# Finally got my Brichardis



## ritzgirl34 (Jan 20, 2005)

I had to drive 2 hours to get them, but they're here now.   I got 6 of them total, 5 are about an inch and one is 2 inches. The big one has the same shape as the others, but he doesn't have the yellow on the gill and the white outline like the others. He's also a bit darker and a LOT more shy (he spends 98% of his time in a hole the he dug under a rock). So basically, I just want to make sure that he IS a Brichardi. The pictures are a bit fuzzy, but that's as good as I could do without him running back into hiding.

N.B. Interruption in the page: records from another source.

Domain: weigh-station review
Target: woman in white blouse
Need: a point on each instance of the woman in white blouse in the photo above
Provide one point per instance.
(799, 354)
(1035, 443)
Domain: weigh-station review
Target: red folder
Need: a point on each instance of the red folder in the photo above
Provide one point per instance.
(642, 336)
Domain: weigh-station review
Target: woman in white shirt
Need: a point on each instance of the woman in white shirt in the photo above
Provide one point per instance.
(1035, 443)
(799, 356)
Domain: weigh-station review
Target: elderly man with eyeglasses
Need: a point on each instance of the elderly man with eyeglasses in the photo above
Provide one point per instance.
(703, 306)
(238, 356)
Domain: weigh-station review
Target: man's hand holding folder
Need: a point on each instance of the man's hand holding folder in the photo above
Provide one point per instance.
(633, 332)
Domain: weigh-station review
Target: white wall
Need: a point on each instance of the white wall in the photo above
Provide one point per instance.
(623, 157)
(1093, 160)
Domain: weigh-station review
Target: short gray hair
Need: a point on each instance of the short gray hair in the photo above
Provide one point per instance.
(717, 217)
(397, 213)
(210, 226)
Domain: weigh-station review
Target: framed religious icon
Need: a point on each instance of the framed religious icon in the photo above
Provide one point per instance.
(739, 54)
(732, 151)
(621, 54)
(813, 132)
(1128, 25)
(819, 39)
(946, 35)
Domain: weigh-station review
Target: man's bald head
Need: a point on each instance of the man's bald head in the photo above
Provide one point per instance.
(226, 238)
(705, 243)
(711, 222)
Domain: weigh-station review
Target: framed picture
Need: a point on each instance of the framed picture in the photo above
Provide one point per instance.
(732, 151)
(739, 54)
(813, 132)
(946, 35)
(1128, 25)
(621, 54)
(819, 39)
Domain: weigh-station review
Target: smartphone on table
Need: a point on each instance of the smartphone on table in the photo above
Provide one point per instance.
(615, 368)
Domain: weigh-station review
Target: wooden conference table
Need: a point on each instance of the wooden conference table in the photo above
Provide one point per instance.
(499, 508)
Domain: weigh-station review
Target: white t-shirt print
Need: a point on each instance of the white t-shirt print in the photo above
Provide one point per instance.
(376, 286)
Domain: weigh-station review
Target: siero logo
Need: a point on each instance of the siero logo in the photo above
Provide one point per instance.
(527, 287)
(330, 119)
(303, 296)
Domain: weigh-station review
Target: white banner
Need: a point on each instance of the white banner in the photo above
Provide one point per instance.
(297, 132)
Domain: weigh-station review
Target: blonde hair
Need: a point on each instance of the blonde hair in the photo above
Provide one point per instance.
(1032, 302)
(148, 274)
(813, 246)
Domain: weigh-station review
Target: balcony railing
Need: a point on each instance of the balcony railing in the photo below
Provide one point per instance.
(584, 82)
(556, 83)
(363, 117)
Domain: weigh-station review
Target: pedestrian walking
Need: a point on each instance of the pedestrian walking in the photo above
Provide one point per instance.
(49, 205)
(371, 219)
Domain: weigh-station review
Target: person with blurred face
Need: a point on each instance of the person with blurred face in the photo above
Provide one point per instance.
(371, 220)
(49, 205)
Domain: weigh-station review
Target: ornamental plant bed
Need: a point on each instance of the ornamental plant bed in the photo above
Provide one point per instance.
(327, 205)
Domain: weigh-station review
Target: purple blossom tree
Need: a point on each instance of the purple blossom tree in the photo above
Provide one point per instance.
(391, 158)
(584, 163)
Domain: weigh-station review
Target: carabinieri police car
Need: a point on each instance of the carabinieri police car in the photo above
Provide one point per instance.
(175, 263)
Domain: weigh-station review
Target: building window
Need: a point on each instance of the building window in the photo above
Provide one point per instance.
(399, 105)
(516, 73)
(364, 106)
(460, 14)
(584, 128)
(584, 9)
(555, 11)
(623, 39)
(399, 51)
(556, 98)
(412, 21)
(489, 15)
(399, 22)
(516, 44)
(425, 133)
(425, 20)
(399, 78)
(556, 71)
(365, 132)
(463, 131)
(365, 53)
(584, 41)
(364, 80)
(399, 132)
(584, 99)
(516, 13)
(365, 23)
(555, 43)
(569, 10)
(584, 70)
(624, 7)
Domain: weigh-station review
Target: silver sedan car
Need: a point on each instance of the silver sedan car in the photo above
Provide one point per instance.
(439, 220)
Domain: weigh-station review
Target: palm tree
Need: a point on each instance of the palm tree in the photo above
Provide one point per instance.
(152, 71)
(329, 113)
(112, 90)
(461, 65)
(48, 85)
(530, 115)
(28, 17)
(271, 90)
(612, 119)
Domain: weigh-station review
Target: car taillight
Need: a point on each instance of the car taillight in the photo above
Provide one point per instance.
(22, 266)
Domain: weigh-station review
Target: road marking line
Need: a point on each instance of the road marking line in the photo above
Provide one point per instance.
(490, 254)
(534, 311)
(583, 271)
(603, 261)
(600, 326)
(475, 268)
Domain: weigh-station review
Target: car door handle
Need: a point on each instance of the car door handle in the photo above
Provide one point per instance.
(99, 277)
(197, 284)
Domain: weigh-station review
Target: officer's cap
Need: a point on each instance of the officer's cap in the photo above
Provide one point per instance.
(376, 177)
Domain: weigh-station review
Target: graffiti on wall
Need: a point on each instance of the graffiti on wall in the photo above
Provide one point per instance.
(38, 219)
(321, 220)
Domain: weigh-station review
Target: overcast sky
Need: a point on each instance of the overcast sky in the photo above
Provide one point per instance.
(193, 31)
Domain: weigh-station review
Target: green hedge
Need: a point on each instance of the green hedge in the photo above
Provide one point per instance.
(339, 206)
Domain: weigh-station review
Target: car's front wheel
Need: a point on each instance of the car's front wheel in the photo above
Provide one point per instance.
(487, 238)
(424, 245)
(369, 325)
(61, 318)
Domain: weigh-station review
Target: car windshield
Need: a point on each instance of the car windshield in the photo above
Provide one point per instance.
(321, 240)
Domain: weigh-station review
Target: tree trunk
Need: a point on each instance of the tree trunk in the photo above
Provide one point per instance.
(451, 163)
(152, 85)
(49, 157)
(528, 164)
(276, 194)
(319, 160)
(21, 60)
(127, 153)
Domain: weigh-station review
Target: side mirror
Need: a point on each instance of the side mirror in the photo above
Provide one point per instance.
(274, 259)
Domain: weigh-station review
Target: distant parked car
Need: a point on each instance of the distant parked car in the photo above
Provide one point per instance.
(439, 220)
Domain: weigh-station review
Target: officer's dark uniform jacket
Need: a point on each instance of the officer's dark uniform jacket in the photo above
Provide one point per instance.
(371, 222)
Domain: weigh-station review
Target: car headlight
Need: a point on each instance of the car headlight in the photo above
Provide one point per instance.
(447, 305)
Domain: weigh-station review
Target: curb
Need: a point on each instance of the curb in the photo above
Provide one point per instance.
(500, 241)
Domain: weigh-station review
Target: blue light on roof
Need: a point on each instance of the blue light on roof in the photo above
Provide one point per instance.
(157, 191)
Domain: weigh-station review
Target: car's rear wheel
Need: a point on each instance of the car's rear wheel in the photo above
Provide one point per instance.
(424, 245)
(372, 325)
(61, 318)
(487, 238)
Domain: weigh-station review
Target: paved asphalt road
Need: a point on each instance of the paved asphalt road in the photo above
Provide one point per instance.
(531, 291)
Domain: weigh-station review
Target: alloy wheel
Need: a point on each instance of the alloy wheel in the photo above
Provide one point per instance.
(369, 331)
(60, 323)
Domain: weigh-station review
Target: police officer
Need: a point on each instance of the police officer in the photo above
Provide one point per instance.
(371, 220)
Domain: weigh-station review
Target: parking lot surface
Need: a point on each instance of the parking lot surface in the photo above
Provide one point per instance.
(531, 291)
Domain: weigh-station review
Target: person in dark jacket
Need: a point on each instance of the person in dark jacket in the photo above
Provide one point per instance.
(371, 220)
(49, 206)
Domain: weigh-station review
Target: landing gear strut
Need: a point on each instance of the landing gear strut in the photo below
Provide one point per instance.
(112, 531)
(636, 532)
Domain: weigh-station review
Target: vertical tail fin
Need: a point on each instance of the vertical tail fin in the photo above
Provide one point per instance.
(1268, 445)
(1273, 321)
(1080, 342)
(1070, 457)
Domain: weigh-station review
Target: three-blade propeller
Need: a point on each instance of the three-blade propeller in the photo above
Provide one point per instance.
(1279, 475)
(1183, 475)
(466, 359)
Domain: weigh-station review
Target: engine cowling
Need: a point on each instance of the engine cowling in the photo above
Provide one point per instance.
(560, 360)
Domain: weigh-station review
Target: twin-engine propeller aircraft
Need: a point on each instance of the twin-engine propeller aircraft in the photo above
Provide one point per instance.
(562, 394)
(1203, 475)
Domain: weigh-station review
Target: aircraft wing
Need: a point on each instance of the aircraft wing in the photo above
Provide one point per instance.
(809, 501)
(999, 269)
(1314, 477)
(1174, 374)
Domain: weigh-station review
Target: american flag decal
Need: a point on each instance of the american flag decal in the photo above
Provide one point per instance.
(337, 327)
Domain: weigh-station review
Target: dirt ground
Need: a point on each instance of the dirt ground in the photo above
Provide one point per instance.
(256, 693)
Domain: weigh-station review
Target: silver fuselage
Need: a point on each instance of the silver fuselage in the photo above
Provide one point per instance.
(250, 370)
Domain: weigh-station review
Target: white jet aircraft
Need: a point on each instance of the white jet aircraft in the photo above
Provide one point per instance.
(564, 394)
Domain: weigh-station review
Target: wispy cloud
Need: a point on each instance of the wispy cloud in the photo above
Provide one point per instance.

http://groups.msn.com/FGPix/brichardi.msnw

The first pic is of the babies and the rest are of the fish in question.


----------



## IloveCichlids (Jul 11, 2005)

I can't tell from the pics, the fin structure looks like Brichardi but I can't make out the markings by the gill. Is there a dark -) marking by the gill?


----------



## Damon (Jan 18, 2005)

He is a bichardi. Nice fish by the way.


----------



## Lisachromis (Jan 19, 2005)

The little ones are yellow on the gills? Do they have the same -) pattern on the gillplate as the large one or do they have a pattern like this ) )? If they have the )) pattern, then they are pulchers and not brichardi. Behaviour is the same, but then you ought to move them or the lone brichardi out as they will crossbreed easily. What size tank do you have these guys in?


----------



## euRasian32 (May 19, 2005)

Looks like lyretails/neolamprologus brichardi. One of my favorite cichlids. Very nice!


----------



## ritzgirl34 (Jan 20, 2005)

This little ones are def brichardis and all look like this (the yellow spot is what I was talking about earlier):
http://www.aquahobby.com/gallery/img/Neolamprologus_brichardi_2.jpg

The big guy doesn't have the yellow and his body is darker than any brichardi I've seen (any pics I've looked at, they've been silver/light gray), and he's a dark gray, which make me wonder if he's actually a brichardi. 

They're in a 29g.


----------



## Lisachromis (Jan 19, 2005)

That's the reason I asked about the pattern on the gill plate. That's what is going to tell you whether or not they are brichardi or a similar species instead. You can't go by the colour as there are several different collecting locales for brichardi.


----------



## Cichlid Man (Jan 19, 2005)

Funny enough I bought a pair of bichardis a couple of days ago, I keep them with my auratus and they've already steaked out a territory.
To me they all look like bichardis but I'm not 100% sure. Lisachromis knows more about tanginikans, I'm more of a malawi and cenral american cichlid person.


----------



## ritzgirl34 (Jan 20, 2005)

Hmph. Looks like he is a pulcher. He looks like this guy: http://www.fishhead.com/graphics/neo_pulcher_chit.jpg (same coloring/mouth)

Oh well. Anyone in Central Florida want a N. Pulcher?


----------